Letters to Nature

Nature 424, 183-187 (10 July 2003) | doi:10.1038/nature01728; Received 21 February 2003; Accepted 28 April 2003

Urbanization effects on tree growth in the vicinity of New York City

Jillian W. Gregg1,3, Clive G. Jones2 & Todd E. Dawson1,3

  1. Ecology and Evolutionary Biology, Cornell University, Ithaca, New York 14853, USA
  2. Institute of Ecosystem Studies, Millbrook, New York 12545, USA
  3. Present addresses: US EPA Western Ecology Division, Corvallis, Oregon 97333, USA (J.W.G.); Department of Integrative Biology, University of California, Berkeley, California 94720, USA (T.E.D.).
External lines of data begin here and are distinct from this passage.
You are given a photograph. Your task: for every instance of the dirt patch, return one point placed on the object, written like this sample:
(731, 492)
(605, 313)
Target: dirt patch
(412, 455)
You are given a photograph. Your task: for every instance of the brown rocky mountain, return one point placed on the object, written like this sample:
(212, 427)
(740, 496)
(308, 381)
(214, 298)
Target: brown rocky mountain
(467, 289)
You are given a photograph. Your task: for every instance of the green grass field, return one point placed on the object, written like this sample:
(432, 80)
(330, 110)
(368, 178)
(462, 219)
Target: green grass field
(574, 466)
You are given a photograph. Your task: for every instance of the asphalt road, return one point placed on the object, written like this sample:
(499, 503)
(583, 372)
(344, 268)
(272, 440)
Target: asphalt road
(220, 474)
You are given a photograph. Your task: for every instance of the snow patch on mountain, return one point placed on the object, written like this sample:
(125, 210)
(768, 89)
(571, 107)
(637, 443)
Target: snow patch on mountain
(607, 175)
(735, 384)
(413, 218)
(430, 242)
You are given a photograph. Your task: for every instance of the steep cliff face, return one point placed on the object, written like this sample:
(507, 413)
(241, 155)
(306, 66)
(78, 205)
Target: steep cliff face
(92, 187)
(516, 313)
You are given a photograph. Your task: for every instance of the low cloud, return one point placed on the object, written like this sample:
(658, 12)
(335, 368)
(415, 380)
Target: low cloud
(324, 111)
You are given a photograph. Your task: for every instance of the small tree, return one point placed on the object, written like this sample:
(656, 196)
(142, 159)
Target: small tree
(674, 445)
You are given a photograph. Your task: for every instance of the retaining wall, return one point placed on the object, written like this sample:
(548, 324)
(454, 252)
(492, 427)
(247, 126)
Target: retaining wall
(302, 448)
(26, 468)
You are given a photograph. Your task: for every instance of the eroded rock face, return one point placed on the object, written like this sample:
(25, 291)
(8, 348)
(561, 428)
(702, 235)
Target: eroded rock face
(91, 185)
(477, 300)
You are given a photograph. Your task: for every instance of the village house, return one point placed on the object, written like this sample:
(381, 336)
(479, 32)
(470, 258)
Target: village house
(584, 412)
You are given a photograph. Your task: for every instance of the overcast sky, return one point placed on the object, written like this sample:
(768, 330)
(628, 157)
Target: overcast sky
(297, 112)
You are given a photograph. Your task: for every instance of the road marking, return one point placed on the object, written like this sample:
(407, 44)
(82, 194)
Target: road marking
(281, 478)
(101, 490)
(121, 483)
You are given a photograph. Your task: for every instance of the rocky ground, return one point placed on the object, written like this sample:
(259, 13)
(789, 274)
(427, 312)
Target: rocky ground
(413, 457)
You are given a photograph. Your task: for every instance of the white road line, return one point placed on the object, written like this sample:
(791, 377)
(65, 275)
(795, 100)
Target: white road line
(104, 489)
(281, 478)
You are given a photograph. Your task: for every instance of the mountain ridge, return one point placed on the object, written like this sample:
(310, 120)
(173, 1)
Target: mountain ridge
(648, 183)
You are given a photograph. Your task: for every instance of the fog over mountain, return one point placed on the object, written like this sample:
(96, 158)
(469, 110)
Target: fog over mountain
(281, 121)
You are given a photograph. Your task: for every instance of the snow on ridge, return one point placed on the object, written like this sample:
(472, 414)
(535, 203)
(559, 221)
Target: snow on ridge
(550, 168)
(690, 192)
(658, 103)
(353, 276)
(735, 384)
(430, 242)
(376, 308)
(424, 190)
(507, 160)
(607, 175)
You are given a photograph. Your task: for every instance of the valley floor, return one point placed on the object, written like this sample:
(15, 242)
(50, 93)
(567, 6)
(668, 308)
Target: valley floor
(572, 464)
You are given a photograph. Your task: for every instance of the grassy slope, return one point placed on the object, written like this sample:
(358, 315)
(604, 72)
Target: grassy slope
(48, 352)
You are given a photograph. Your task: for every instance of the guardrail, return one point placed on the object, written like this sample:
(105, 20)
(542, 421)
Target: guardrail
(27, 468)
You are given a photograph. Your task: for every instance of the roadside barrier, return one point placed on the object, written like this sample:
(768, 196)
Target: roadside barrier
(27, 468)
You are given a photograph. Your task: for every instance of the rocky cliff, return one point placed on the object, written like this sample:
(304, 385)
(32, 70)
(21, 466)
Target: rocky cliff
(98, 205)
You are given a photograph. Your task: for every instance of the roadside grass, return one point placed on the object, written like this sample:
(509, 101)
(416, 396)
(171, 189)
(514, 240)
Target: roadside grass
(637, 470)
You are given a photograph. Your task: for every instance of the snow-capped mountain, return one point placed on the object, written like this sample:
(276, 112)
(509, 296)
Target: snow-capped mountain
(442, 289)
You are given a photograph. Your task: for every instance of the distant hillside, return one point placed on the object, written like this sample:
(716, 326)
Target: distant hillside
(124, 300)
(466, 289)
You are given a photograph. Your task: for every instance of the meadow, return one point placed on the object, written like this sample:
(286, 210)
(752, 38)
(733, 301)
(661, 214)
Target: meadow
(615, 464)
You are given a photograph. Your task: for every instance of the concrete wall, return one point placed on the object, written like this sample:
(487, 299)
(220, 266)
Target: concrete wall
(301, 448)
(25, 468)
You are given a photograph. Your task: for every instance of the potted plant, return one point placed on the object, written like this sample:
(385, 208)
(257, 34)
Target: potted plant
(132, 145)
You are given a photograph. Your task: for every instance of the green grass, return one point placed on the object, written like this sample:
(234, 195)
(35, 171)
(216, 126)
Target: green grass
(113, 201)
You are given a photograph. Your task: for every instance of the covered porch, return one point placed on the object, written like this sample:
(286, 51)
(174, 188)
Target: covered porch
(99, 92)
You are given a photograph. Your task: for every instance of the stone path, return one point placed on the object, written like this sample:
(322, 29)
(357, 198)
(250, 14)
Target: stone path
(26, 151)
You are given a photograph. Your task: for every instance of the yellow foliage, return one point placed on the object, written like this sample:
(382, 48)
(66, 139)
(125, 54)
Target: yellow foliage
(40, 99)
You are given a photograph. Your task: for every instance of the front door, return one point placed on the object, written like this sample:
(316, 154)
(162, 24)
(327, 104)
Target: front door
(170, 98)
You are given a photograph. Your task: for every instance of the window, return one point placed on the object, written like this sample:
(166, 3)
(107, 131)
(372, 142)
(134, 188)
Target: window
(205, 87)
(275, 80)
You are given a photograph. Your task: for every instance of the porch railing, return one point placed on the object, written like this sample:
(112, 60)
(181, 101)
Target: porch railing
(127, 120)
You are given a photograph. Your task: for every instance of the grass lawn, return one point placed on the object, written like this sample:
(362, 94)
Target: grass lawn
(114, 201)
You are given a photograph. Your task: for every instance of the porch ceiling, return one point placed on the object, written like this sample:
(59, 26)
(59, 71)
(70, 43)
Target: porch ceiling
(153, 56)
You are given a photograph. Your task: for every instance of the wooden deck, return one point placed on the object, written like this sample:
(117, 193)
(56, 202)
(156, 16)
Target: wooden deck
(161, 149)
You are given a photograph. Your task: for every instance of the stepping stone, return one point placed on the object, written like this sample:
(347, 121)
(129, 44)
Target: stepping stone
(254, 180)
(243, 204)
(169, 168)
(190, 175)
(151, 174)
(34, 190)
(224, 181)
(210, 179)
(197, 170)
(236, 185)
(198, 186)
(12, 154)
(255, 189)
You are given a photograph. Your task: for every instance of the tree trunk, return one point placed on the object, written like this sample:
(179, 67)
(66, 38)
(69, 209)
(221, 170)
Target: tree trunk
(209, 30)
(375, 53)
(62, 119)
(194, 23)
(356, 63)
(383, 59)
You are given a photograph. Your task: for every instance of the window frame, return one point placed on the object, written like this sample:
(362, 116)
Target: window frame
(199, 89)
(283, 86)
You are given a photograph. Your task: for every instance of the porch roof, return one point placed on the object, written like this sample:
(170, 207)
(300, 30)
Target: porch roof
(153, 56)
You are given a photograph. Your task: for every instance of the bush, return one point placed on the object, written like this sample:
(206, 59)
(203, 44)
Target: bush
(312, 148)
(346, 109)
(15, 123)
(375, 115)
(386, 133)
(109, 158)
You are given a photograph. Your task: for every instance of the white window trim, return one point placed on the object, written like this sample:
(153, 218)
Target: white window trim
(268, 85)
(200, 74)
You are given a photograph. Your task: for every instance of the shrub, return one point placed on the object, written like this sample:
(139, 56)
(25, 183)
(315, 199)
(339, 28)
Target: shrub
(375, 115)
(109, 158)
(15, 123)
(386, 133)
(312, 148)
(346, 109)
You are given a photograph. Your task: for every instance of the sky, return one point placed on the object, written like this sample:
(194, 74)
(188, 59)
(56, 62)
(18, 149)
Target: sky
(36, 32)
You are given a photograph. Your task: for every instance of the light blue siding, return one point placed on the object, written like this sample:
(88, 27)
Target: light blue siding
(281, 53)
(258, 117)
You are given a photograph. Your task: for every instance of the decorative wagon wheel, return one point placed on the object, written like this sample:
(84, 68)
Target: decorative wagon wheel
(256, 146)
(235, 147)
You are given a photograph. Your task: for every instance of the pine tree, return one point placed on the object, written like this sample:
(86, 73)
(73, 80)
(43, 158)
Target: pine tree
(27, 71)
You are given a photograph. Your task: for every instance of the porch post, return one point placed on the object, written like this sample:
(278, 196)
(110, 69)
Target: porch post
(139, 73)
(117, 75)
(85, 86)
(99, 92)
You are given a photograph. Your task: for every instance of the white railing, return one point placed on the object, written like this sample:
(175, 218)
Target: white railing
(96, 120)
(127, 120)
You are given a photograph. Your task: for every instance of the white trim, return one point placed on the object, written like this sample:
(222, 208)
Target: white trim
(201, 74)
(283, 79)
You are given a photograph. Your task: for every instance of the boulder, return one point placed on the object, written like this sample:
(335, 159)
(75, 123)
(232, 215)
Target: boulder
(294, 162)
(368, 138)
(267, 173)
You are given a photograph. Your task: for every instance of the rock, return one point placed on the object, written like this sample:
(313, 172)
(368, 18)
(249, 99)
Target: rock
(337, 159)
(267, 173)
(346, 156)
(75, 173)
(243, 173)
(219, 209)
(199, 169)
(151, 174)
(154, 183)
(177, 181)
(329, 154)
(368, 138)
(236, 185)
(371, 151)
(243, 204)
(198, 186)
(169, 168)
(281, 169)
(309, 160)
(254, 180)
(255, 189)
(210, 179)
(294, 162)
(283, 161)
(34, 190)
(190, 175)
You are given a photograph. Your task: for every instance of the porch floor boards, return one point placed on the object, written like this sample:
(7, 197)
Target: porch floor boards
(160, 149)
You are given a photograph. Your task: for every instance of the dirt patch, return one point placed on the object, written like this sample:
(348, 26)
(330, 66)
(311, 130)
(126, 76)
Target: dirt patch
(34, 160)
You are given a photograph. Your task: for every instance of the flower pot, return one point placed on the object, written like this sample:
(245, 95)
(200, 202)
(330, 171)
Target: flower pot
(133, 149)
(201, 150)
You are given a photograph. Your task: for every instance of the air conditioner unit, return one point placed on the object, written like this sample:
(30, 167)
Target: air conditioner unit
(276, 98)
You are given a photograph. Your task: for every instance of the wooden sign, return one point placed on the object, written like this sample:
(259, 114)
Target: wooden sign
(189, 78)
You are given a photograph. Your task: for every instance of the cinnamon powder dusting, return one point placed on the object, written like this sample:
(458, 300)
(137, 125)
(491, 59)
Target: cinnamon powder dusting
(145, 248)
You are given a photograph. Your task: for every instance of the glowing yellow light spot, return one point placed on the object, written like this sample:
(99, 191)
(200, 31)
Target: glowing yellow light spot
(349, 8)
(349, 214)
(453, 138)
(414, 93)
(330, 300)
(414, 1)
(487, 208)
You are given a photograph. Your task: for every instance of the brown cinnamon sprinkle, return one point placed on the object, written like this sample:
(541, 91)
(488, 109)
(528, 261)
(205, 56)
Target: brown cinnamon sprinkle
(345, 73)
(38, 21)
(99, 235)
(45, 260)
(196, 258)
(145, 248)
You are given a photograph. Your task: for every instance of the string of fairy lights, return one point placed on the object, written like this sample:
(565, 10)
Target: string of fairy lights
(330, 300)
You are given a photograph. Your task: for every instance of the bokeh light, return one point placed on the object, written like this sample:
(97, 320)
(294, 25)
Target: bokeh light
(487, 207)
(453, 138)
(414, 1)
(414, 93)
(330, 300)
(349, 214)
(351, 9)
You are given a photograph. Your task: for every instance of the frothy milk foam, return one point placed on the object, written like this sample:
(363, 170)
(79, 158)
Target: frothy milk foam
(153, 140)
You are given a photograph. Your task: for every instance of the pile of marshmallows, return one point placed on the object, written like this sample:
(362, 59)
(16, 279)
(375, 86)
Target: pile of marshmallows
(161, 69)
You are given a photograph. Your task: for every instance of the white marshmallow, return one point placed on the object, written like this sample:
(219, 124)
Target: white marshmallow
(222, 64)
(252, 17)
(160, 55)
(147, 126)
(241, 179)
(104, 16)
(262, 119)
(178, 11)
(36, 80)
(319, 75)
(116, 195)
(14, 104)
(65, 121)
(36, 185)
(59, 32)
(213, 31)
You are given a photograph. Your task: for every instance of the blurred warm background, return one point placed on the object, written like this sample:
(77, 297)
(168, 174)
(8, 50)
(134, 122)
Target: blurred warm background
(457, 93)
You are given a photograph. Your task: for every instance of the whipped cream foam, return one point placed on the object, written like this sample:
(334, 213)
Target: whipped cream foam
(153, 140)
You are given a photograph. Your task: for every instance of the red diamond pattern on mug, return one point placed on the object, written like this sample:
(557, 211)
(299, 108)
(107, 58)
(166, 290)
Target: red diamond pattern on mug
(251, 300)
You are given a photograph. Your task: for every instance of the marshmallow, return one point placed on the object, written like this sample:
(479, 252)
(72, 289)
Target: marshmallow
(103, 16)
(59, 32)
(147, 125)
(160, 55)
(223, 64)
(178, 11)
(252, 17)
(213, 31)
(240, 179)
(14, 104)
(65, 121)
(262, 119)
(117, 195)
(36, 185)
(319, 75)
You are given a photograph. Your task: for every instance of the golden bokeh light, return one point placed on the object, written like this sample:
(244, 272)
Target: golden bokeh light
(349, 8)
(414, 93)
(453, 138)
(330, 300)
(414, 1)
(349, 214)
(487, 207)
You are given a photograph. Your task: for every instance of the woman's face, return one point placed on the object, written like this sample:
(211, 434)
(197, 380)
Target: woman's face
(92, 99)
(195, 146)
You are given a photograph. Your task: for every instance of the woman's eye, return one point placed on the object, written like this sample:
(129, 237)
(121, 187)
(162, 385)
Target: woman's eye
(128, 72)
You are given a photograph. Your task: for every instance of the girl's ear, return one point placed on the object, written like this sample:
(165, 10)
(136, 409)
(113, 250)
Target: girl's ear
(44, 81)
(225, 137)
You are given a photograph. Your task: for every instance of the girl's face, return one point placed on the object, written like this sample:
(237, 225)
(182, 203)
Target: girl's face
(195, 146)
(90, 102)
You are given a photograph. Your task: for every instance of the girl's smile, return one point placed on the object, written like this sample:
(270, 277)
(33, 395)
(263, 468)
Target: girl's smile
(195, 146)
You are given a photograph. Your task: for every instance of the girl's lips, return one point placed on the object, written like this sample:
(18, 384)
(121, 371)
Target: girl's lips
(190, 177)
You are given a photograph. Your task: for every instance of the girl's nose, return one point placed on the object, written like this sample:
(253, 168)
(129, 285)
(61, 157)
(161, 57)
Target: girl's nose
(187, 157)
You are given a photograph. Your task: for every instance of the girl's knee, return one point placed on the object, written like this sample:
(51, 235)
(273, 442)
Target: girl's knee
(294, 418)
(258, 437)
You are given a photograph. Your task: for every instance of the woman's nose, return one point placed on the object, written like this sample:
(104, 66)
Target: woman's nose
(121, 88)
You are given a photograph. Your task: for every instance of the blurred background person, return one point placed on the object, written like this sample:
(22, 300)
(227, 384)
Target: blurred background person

Correspondence to: Jillian W. Gregg1,3 Email: jwg1@cornell.edu

Plants in urban ecosystems are exposed to many pollutants and higher temperatures, CO2 and nitrogen deposition than plants in rural areas1, 2, 3, 4, 5. Although each factor has a detrimental or beneficial influence on plant growth6, the net effect of all factors and the key driving variables are unknown. We grew the same cottonwood clone in urban and rural sites and found that urban plant biomass was double that of rural sites. Using soil transplants, nutrient budgets, chamber experiments and multiple regression analyses, we show that soils, temperature, CO2, nutrient deposition, urban air pollutants and microclimatic variables could not account for increased growth in the city. Rather, higher rural ozone (O3) exposures reduced growth at rural sites. Urban precursors fuel the reactions of O3 formation, but NOx scavenging reactions7 resulted in lower cumulative urban O3 exposures compared to agricultural and forested sites throughout the northeastern USA. Our study shows the overriding effect of O3 despite a diversity of altered environmental factors, reveals 'footprints' of lower cumulative urban O3 exposures amidst a background of higher regional exposures, and shows a greater adverse effect of urban pollutant emissions beyond the urban core.